Stephen, it does make sense. OpenID is used to authenticate on site A using credentials stored on site B. OAuth lets you authorize access to site A using credentials stored on site B. The two standards have many overlapping use cases.

In any case, implementing OpenID is non-trivial as it require significant changes to our auth system, login flow, and usernames. As Ariel said, we are involved in both the OAuth and OpenID communities and we're actively participating in discussions re: a proposed merger of the standards. Until some consensus/stability is reached on the scope/overlap of the two standards we won't be implementing OpenID. If things change in the future we may re-assess the situation.

!mmalone:

Authentication and Authorization are two discrete activities as you know.
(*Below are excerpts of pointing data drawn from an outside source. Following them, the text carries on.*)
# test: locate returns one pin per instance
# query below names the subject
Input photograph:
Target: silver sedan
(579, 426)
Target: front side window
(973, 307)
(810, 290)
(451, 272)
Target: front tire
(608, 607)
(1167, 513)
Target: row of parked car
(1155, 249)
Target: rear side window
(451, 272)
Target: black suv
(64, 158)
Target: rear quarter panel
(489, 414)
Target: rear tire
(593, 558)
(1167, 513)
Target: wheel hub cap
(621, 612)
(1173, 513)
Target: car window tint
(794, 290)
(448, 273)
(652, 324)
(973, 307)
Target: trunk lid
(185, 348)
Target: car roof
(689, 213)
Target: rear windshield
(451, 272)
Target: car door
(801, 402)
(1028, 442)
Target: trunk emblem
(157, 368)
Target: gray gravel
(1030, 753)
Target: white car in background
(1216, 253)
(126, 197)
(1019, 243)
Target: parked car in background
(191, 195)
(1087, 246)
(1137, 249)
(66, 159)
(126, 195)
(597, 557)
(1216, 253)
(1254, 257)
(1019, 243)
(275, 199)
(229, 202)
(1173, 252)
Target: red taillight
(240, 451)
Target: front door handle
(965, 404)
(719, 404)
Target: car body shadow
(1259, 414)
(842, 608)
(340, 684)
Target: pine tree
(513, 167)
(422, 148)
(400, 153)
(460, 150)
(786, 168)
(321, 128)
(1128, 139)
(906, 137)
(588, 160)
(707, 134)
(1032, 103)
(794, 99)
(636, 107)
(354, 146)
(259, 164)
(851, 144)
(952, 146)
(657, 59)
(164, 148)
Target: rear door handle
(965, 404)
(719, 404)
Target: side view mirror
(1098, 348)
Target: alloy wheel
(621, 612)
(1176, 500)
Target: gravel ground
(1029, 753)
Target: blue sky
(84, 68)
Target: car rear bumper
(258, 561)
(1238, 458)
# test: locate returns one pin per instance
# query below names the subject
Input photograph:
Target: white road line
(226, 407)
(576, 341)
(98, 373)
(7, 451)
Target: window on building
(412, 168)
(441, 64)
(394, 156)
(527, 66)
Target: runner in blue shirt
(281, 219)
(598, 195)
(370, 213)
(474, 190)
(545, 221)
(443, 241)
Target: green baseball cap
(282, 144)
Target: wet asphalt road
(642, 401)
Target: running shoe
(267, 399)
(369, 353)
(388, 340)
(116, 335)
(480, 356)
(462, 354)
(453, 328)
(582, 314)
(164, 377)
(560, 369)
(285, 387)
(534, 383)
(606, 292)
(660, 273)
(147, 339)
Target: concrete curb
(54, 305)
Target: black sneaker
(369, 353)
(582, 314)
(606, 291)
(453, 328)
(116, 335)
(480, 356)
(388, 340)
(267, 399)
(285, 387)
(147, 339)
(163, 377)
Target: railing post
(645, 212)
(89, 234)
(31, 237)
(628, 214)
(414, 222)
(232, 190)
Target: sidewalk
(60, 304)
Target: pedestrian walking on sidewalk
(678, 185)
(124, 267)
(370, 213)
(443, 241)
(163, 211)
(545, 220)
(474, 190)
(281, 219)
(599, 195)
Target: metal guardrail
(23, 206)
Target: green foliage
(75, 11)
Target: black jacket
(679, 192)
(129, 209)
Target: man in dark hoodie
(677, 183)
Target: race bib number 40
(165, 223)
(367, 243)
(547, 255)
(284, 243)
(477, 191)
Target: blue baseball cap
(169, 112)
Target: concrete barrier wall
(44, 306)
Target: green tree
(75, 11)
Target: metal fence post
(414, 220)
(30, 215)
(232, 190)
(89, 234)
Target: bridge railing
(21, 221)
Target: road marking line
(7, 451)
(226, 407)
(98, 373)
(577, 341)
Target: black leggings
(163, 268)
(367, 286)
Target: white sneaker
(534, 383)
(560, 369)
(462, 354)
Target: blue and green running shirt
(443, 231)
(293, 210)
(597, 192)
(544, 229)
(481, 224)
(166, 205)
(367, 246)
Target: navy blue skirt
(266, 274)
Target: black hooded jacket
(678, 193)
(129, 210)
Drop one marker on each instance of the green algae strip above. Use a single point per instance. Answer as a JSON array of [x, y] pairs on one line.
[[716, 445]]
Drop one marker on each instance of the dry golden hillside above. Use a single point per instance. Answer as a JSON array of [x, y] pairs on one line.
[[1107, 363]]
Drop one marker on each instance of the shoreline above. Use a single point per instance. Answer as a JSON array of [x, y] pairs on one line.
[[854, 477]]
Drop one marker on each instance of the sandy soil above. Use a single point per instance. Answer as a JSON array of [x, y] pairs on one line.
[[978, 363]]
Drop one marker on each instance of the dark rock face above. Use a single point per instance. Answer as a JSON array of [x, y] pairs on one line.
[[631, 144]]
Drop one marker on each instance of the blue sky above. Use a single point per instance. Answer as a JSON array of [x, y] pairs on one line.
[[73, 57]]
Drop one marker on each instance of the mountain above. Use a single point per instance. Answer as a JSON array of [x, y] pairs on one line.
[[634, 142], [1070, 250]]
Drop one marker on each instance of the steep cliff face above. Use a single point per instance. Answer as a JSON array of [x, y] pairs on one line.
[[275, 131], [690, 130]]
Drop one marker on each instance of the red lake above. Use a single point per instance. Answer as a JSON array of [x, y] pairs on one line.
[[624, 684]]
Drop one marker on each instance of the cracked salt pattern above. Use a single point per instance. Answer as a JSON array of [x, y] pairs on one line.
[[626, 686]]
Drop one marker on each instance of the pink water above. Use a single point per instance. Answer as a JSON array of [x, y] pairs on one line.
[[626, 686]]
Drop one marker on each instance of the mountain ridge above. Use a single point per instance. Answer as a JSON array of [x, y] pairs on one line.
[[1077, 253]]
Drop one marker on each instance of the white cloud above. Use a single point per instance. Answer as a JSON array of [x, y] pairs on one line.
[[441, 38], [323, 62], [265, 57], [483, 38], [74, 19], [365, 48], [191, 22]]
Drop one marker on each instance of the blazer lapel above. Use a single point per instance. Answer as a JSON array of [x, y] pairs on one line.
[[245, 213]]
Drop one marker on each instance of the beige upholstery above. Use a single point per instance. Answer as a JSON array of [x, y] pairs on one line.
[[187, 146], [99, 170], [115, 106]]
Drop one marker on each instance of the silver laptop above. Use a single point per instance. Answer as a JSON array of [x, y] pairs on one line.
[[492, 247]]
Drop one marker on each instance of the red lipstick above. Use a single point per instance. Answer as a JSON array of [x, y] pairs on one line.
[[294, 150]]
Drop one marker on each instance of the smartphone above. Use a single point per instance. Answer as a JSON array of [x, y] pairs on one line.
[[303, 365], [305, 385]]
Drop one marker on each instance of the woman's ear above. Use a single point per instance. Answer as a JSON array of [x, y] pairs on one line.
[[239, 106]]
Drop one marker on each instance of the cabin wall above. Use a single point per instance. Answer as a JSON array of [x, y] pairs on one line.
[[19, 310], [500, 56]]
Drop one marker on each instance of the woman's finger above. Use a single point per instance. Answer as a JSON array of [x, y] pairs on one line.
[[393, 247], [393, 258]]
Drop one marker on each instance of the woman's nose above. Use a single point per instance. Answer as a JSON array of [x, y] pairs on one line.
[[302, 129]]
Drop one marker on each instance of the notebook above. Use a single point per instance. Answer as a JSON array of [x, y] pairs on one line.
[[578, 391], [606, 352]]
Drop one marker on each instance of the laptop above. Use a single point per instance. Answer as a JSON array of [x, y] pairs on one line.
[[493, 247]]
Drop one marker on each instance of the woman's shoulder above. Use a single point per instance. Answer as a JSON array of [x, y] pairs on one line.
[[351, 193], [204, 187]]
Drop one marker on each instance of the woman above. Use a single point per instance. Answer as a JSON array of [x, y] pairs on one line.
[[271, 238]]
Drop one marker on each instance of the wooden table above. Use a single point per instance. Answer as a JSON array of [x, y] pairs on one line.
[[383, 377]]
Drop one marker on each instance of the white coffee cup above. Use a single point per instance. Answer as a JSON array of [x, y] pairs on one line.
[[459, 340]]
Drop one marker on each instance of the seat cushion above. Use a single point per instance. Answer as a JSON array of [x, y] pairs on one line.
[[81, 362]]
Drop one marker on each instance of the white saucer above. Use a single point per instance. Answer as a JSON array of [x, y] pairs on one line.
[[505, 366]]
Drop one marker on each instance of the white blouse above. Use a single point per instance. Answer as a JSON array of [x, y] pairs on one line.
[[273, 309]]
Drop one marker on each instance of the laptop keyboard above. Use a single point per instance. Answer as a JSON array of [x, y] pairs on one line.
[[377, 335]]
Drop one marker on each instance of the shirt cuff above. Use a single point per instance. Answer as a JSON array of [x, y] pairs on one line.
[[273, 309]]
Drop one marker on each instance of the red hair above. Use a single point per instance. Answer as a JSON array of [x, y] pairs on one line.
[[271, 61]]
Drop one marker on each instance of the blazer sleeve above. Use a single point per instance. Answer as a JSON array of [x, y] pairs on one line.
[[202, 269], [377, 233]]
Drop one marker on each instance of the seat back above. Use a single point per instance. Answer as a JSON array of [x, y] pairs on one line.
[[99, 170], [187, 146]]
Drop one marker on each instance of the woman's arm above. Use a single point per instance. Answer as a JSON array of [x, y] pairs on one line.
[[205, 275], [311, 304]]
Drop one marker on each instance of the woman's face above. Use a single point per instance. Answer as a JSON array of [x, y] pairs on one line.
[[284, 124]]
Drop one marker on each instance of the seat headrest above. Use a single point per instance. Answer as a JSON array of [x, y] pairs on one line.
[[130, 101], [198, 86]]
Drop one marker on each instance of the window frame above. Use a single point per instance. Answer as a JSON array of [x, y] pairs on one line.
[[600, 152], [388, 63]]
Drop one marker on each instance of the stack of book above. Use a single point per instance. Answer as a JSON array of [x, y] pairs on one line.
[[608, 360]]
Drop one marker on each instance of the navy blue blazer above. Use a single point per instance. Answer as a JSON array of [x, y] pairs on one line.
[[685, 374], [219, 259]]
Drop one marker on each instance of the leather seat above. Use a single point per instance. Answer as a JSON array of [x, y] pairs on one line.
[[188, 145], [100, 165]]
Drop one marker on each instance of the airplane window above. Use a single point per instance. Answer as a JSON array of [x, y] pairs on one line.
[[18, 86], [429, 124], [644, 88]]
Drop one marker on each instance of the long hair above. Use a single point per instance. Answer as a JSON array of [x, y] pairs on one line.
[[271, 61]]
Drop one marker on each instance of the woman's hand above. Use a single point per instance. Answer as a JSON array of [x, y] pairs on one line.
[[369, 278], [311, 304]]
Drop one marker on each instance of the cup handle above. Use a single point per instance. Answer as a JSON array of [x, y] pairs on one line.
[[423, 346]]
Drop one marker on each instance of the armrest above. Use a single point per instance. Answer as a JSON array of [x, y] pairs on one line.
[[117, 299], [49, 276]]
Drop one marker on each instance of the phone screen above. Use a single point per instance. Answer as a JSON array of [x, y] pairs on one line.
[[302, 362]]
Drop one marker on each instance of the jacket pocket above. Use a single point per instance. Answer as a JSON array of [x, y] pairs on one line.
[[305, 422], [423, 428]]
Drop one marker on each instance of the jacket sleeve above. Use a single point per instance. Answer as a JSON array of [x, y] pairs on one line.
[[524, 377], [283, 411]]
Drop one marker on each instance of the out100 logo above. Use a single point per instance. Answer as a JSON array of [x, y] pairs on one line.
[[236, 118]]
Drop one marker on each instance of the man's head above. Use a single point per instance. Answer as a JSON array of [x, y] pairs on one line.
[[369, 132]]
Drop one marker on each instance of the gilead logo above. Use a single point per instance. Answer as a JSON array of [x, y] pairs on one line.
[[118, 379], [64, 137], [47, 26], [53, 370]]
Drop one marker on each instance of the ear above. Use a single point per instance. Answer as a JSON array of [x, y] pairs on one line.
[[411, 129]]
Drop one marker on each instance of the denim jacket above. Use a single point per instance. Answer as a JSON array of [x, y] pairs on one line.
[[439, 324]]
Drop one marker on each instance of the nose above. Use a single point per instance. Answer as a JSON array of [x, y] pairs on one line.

There's nothing barres you to use existing usernames (and let them be changed by user anyitme) while using OpenID for authorization.

OpenID and OAuth doesn't expose a conflict of interest in anyway...
While using OpenID for authorizing access to users for site access, it's perfectly possible to use OAuth for authorizing "on-behalf access" to API.

OAuth establishes a trust channel between the API provider and consumer. There's no point to involve "Identity Provider" after establishment of API trust binding. And there's no requirement in OAuth for API provider being also the Identity Provider... In contrast, OpenID access "requires" contacting OP whenever user claims an ID. So responsibilities are well defined in here.

API Provider creates the trust binding to a consumer with OAuth for one time than let's access by authenticating requests every time without user interaction. Whenever user decides to break the coupling, an interface of API provider helps the user to provision his/her request.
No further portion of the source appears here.